Parliamentary researcher, J. Wherrett, explains that self-governance is inherent because it is a right bestowed on First Nations by the Creator, imbedded in their spiritual connection to the land and pre-existed European sovereignty.

Because it is inherent, First Nations do not need Canada’s permission to exercise their right to govern themselves. Nonetheless, First Nations typically negotiate self-governance agreements with federal and provincial governments.

Despite affirmation by the 1763 Royal Proclamation and treaties, the Indian Act ignored the inherent right to self-governance and imposed a foreign system of band council government.

Dr. Frances Abele found that the Indian Act does not support good democratic governance and created a host of governance problems for First Nations including the non-requirement of band council to be accountable to its electorate.

First Nations are aware that the Indian Act perpetuates governance problems and that meaningful change is virtually impossible to make under this law. They recognize their inherent right can be a pathway to effective governance.

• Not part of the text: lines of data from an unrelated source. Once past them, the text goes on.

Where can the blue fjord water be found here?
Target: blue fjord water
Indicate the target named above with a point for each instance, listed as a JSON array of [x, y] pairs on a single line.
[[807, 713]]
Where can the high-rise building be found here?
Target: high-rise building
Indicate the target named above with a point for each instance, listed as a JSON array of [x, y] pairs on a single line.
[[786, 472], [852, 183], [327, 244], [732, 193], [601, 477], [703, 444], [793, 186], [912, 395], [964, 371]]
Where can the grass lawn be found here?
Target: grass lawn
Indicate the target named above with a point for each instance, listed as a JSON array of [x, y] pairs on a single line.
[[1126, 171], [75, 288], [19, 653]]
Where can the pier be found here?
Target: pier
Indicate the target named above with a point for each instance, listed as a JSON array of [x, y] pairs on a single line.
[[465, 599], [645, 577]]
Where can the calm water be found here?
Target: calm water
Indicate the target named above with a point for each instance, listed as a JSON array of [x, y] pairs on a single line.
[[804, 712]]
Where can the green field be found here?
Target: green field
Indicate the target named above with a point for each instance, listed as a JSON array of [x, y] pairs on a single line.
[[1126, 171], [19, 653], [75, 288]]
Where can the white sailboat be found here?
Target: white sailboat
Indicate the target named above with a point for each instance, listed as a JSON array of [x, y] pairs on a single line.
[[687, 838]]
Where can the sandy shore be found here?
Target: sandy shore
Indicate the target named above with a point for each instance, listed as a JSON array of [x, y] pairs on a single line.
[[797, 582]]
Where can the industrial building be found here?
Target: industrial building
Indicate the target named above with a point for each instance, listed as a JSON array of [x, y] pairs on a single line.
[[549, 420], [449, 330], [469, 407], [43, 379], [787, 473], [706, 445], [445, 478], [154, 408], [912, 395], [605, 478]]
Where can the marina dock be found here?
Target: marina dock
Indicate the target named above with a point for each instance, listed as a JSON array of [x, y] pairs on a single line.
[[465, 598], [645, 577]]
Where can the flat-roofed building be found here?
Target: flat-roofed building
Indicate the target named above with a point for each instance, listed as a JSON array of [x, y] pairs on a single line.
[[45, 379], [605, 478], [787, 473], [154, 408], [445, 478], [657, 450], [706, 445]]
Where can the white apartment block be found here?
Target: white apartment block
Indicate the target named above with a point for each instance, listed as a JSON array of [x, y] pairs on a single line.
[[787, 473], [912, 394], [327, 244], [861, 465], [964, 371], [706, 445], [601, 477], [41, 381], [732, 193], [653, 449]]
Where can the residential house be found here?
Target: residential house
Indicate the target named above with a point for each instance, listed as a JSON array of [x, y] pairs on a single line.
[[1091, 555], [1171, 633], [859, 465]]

Yet, according to the Indian Affairs website, only 43 of the 634 First Nations communities in Canada have concluded self-government agreements.

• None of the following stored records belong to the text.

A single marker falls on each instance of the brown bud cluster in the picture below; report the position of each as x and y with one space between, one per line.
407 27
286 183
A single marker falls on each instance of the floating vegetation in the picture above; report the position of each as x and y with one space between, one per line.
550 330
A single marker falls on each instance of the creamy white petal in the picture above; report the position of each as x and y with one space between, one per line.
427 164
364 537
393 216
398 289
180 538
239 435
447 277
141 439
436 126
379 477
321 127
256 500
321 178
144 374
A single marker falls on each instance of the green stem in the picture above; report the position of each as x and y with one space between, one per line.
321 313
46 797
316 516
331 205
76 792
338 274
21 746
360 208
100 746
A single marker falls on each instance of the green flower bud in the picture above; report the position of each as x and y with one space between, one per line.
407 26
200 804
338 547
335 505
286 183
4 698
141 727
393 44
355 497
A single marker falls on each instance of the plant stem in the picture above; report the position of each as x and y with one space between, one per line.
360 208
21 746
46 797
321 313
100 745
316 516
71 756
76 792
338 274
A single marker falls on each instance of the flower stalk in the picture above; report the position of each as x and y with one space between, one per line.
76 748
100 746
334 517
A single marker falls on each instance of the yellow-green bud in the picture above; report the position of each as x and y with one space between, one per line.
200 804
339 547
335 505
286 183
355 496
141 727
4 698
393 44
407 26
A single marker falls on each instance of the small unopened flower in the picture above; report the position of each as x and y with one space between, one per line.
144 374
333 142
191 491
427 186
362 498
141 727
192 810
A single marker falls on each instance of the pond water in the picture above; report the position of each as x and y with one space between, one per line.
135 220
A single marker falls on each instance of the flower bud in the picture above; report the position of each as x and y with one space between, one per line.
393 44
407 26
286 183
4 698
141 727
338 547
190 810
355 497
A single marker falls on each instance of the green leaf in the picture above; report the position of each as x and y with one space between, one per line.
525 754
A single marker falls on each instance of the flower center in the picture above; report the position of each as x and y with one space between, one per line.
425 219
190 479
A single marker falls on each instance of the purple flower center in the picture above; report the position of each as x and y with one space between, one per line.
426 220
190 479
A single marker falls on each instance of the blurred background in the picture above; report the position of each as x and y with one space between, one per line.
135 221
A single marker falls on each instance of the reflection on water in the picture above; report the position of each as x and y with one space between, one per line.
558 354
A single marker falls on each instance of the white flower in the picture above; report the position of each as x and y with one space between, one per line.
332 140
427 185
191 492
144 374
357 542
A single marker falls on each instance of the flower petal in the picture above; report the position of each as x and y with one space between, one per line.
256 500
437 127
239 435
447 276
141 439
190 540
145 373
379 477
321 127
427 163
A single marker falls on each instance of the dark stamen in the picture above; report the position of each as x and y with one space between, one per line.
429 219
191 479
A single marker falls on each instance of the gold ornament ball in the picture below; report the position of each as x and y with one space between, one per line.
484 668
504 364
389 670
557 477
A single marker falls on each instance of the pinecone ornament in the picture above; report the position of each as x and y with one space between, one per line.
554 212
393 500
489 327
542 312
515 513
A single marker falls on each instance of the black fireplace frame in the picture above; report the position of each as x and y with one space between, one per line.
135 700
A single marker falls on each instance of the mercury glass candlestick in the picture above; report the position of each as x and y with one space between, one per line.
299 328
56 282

If self-government is guaranteed by section 35 of the Canadian Constitution and can lead to governance reform, why are more First Nations not implementing their inherent right?

Reasons are complex and range from unsettled land claims (as self-government requires money and economic development requires land) to federal/provincial resistance and red tape.

First Nations themselves are sometimes apprehensive about self-government. Part of the fear relates to funding because at the conclusion of a self-government agreement, the continuation of government funding becomes conditional.

They also worry that self-government will result in the loss of existing treaty and Aboriginal rights. Considering that the B.C. treaty process required First Nations to relinquish their Aboriginal rights in exchange for modern-day treaty, their concern is not farfetched.

Another reason some First Nations are cautious is because self-government could lead to assimilation. This is understandable since government has spent centuries trying to assimilate First Nations through various means. Mistrust can block the road to autonomy if First Nations are suspicious that government is trying to assimilate them under the guise of self-government.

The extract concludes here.